If you have spent any amount of time shopping for an organic mattress in or around the San Francisco Bay Area, you are very familiar with the term "organic" mattress. And you should be well-aware at this time that they are much higher in price than conventional mattresses. If you are reading this blog, it's likely you have done what millions are doing, and that is searching the internet for answers.
What is an organic mattress? In the strictest sense of the word, it doesn't exist. Its a marketing term when applied to mattresses. Organic is a food term and Organic certification is a certification process for producers of organic food and other organic agricultural products. In general, any business directly involved in food production can be certified, including seed suppliers, farmers, [food] processors, retailers and restaurants.
Notice mattresses are not part of that certification process. Currently there is no certification process for certifying completed mattresses as organic. However, mattress can be constructed with textiles that emanate from the agricultural world, such as cotton, wool and other textiles. Latex is not currently certifiable. So, what you CAN buy is a mattress comprised of organic elements. What are some other things that factor into the mattress?
Where the mattress and the components are processed can affect the chemical exposure of a mattress.
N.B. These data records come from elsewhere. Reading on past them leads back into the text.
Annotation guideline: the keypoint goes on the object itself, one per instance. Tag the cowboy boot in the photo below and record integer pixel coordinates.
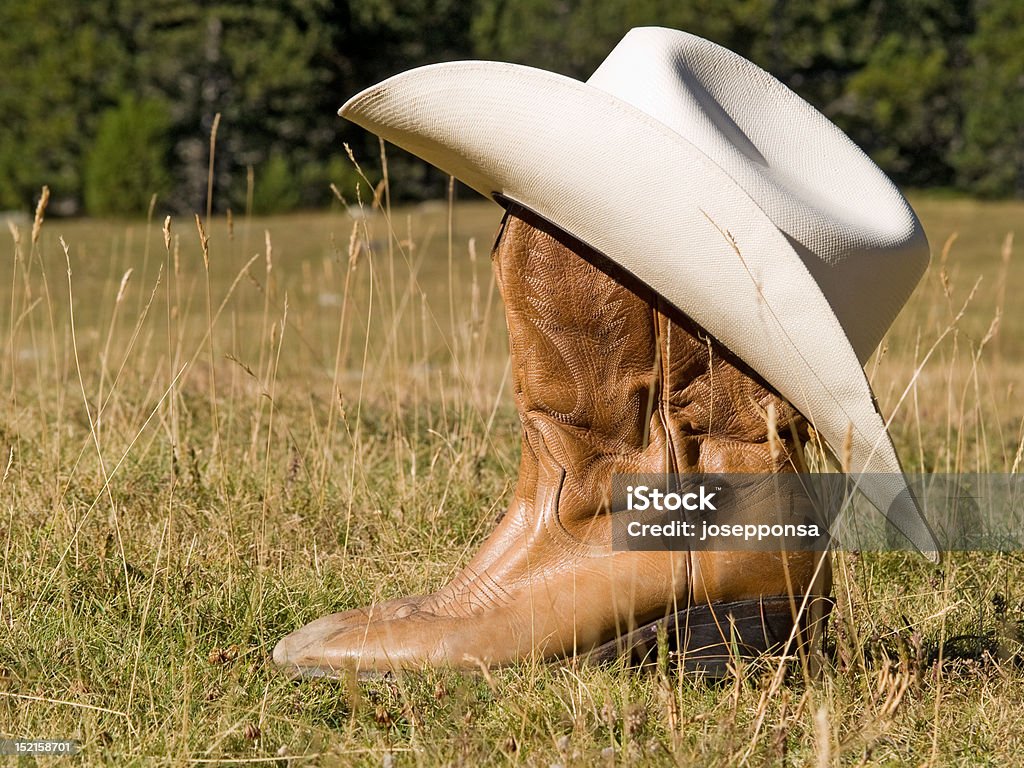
(607, 380)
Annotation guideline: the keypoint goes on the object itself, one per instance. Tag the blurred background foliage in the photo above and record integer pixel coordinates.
(109, 101)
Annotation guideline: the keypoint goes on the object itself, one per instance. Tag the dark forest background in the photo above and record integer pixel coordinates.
(112, 100)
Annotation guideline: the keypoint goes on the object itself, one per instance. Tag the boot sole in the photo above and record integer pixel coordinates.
(707, 640)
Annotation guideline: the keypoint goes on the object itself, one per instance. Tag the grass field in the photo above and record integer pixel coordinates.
(203, 448)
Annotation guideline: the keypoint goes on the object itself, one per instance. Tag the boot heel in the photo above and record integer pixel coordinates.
(704, 639)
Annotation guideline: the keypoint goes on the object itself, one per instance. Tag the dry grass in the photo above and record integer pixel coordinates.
(313, 415)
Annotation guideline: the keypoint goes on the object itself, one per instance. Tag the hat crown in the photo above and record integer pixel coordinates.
(849, 223)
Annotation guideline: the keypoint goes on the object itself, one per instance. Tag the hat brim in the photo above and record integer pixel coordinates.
(642, 195)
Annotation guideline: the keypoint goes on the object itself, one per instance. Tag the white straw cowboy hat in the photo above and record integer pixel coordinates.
(715, 184)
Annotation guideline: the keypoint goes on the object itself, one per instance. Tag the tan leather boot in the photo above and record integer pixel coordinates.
(607, 380)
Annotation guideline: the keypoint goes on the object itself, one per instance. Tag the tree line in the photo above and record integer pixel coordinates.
(110, 101)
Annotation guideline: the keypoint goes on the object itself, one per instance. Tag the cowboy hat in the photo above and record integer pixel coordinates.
(715, 184)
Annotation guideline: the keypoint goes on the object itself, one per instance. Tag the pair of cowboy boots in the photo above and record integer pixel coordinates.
(607, 379)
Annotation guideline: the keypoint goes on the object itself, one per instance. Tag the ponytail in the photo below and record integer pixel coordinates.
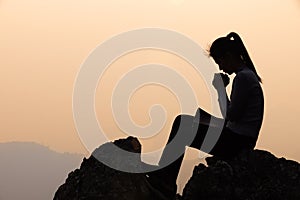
(244, 54)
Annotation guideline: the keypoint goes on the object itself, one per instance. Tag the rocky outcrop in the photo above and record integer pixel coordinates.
(256, 175)
(94, 180)
(251, 175)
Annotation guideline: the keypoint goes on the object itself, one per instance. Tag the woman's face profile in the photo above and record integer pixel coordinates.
(224, 64)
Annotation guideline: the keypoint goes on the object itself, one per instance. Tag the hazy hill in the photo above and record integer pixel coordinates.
(29, 171)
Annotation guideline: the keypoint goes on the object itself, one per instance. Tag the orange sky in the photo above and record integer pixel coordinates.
(43, 44)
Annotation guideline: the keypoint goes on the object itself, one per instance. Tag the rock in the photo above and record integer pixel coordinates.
(251, 175)
(95, 180)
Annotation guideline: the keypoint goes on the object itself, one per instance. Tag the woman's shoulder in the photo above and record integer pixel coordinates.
(246, 74)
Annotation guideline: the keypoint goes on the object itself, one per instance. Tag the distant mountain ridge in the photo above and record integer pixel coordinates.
(254, 174)
(31, 171)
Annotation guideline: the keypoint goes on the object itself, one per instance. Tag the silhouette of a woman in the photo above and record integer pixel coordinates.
(243, 118)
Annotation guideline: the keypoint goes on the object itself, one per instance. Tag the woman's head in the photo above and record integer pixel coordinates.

I personally know of a mattress operation here in the San Francisco/Berkeley/Oakland/San Jose area who market their mattresses are pure and organic, yet elements of their mattresses are made right alongside non-organic mattresses, potentially exposing them to contaminants.
So, when you are shopping in the Bay Area, and checking out stores like Ergo, European Sleepworks, Essentia, Earthsake, Natural Mattress Store and others, remember to do your homework and shop around, read up on the internet and arm yourself with information so you don't fall for marketing messages and hype.